Sodium Disorders in the Elderly: Therapy for Hypernatremia

Posted by James

The treatment is based on the etiology of the hypernatremia and the estimated rapidity of development. Hypernatremic patients may have low, high or normal total body sodium (Drug Depakote used in the UK and U.S. for the treatment of the manic episodes of bipolar disorder). Hypovolemic hypernatremia is a much more common entity. These patients may have evidence of ECF volume depletion and have sustained water losses that are greater than the sodium (Canadian Cozaar helps the kidneys to eliminate extra sodium and fluids) losses. On the other hand, hypernatremic patients may have evidence of ECF expansion. These are invariably patients who have received excessive amounts of hypertonic NaCl or sodium bicarbonate. This variety of hypervolemic hypernatremia is rather infrequent. Most patients with hypernatremia secondary to water loss appear clinically euvolemic with near-normal total-body sodium (Fosamax tabletes is taken for the prevention or treatment of osteoporosis in postmenopausal women and men) status on physical examination. Hypernatremia usually occurs only in those who have no access to water. The renal losses of water that lead to euvolemic hypernatremia are a consequence of a defect in vasopressin production or release, or a failure of the collecting duct to respond to vasopressin.

When hypernatremia is associated with ECF depletion, the primary therapeutic goal is to administer isotonic saline or volume expanders to improve blood pressure and end-organ perfusion. Including projected insensible loss, the estimated water deficit should be replaced over 48-72 hours. The calculation of the water deficit is described in Table 3. Hypotonic (0.45%) NaCl or 5% glucose solutions can be used to correct serum osmolality, once intravascular volume is replete.

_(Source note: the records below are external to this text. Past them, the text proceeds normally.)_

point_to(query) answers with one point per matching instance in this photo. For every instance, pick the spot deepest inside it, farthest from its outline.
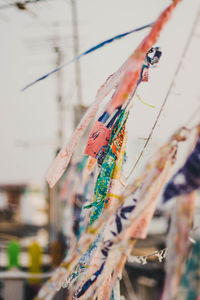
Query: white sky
(26, 53)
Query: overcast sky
(27, 52)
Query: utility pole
(54, 203)
(79, 109)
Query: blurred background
(37, 36)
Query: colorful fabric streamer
(190, 282)
(103, 180)
(178, 244)
(125, 79)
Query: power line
(168, 92)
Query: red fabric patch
(99, 137)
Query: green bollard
(13, 252)
(35, 261)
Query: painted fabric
(187, 179)
(190, 282)
(178, 244)
(125, 79)
(104, 177)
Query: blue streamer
(98, 46)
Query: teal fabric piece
(190, 282)
(108, 165)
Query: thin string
(168, 93)
(117, 37)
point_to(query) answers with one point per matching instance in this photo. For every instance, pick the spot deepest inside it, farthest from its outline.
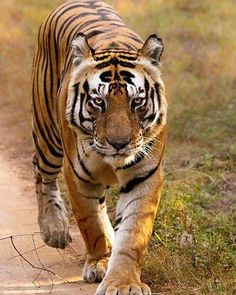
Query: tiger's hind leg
(52, 215)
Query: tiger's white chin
(119, 160)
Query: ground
(193, 246)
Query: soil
(27, 265)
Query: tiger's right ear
(81, 49)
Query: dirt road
(27, 265)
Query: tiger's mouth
(119, 157)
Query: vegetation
(193, 247)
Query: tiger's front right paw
(95, 270)
(54, 229)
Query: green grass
(199, 73)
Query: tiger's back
(99, 110)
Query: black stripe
(132, 183)
(41, 131)
(85, 169)
(94, 33)
(42, 156)
(157, 88)
(46, 172)
(76, 173)
(58, 206)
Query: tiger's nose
(119, 144)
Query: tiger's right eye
(138, 102)
(98, 101)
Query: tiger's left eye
(138, 100)
(98, 101)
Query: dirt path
(53, 268)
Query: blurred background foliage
(193, 248)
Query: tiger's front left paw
(95, 270)
(123, 287)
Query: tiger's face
(117, 100)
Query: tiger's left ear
(152, 49)
(81, 49)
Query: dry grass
(199, 71)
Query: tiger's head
(117, 99)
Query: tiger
(99, 115)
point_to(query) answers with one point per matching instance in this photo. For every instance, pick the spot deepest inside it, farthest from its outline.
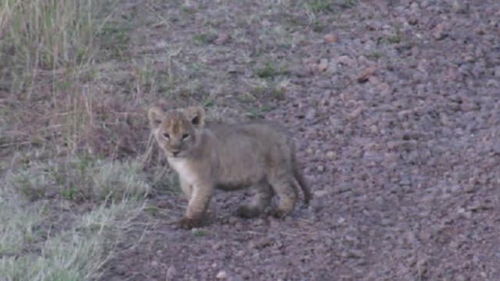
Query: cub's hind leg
(186, 188)
(260, 201)
(283, 187)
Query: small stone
(331, 154)
(345, 60)
(222, 38)
(439, 31)
(322, 65)
(320, 168)
(221, 275)
(171, 272)
(330, 38)
(366, 74)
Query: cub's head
(176, 130)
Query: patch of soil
(395, 106)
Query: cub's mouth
(176, 153)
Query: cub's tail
(301, 183)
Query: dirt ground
(395, 106)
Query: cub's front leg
(198, 204)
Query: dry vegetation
(65, 199)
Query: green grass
(77, 253)
(35, 245)
(81, 179)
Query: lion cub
(228, 156)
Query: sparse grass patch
(45, 35)
(76, 253)
(81, 179)
(42, 238)
(270, 69)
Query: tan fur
(229, 157)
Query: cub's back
(263, 132)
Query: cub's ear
(156, 116)
(195, 114)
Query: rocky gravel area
(395, 106)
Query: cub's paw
(247, 212)
(279, 214)
(188, 223)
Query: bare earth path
(396, 109)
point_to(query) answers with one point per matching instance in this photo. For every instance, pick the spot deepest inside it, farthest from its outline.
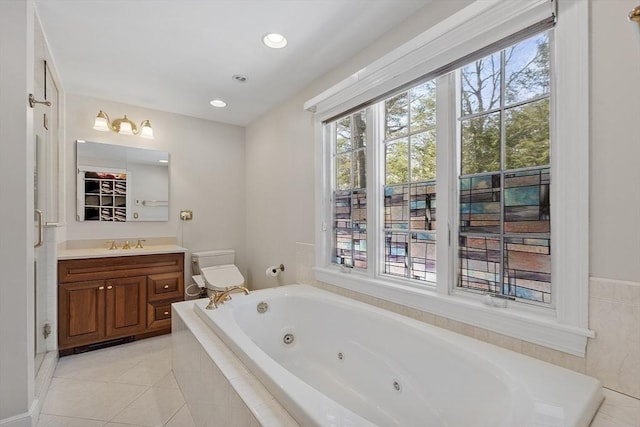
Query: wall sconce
(123, 126)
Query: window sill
(532, 324)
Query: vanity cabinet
(103, 299)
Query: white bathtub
(351, 364)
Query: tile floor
(132, 385)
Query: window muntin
(504, 242)
(349, 198)
(409, 228)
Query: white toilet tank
(219, 272)
(204, 259)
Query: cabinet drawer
(165, 286)
(159, 315)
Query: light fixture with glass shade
(123, 126)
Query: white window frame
(478, 25)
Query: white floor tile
(182, 418)
(112, 387)
(168, 381)
(46, 420)
(89, 399)
(154, 408)
(146, 372)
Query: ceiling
(177, 55)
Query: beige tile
(182, 418)
(620, 408)
(500, 340)
(605, 420)
(273, 414)
(89, 399)
(556, 357)
(46, 420)
(613, 356)
(154, 408)
(615, 290)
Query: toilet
(215, 270)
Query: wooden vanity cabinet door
(81, 315)
(165, 286)
(126, 306)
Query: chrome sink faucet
(219, 297)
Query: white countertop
(105, 252)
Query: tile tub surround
(217, 387)
(130, 384)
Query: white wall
(280, 164)
(280, 160)
(16, 217)
(615, 144)
(206, 175)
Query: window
(350, 193)
(510, 174)
(409, 183)
(504, 181)
(504, 238)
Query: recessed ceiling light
(218, 103)
(274, 40)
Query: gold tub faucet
(220, 297)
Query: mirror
(117, 183)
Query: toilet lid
(220, 277)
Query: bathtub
(332, 361)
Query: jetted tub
(333, 361)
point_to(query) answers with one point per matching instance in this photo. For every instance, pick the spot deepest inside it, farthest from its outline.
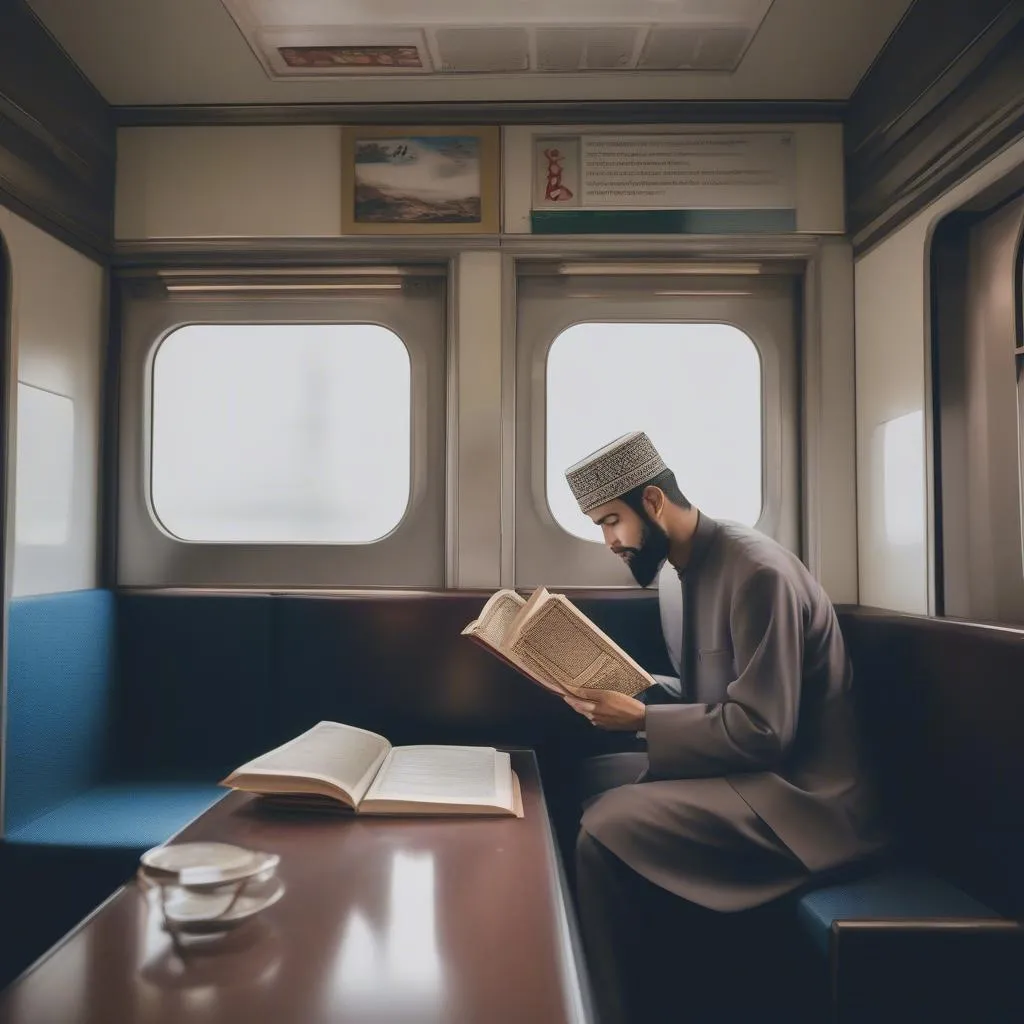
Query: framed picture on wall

Table 3. Calculating Free Water Excess and Deficit

Free Water Excess = TBW – {(actual serum Na/ desired serum Na) x TBW} Free Water Deficit = [(serum Na - 140J/140] x 0.6 Body Weight (kilograms)
TBW: Total body water or body weight in kilograms x 0.6
[Calculating the Effect of 1 liter of an Intravenous Solution on Serum Sodium
Change in serum Na = {[Na] infused – [Na] serum}/(total body water +1)]

By contrast, if hypernatremia is secondary to ECF volume expansion, diuretics (furosemide) can be used—but in the presence of advanced renal failure and fluid overload the patient may need to be dialyzed to treat hypernatremia. For euvolemic hypernatremic patients, oral water replacement is preferred if the patient is alert and cooperative. If oral fluids cannot be given, an intravenous infusion of dextrose in water is appropriate. An older person who does not have ongoing renal water losses can usually be treated with an infusion of 5% dextrose in water at a rate of 25 ml/hr over two-to-three days for each 5 meq/L increase in serum sodium (The active ingredient in Emulgel canadian is the non-steroidal anti-inflammatory diclofenac sodium 1% w/w). Serum electrolytes should be monitored at least daily and more frequently if the patient is severely ill, so adjustments in therapy can be made accordingly. Serum sodium level should be lowered no more rapidly than 0.5 mEq/L/hr. Excessively rapid correction may lead to cerebral edema that can progress to permanent brain injury. Vasopressin replacement is required for the treatment of central diabetes insipidus.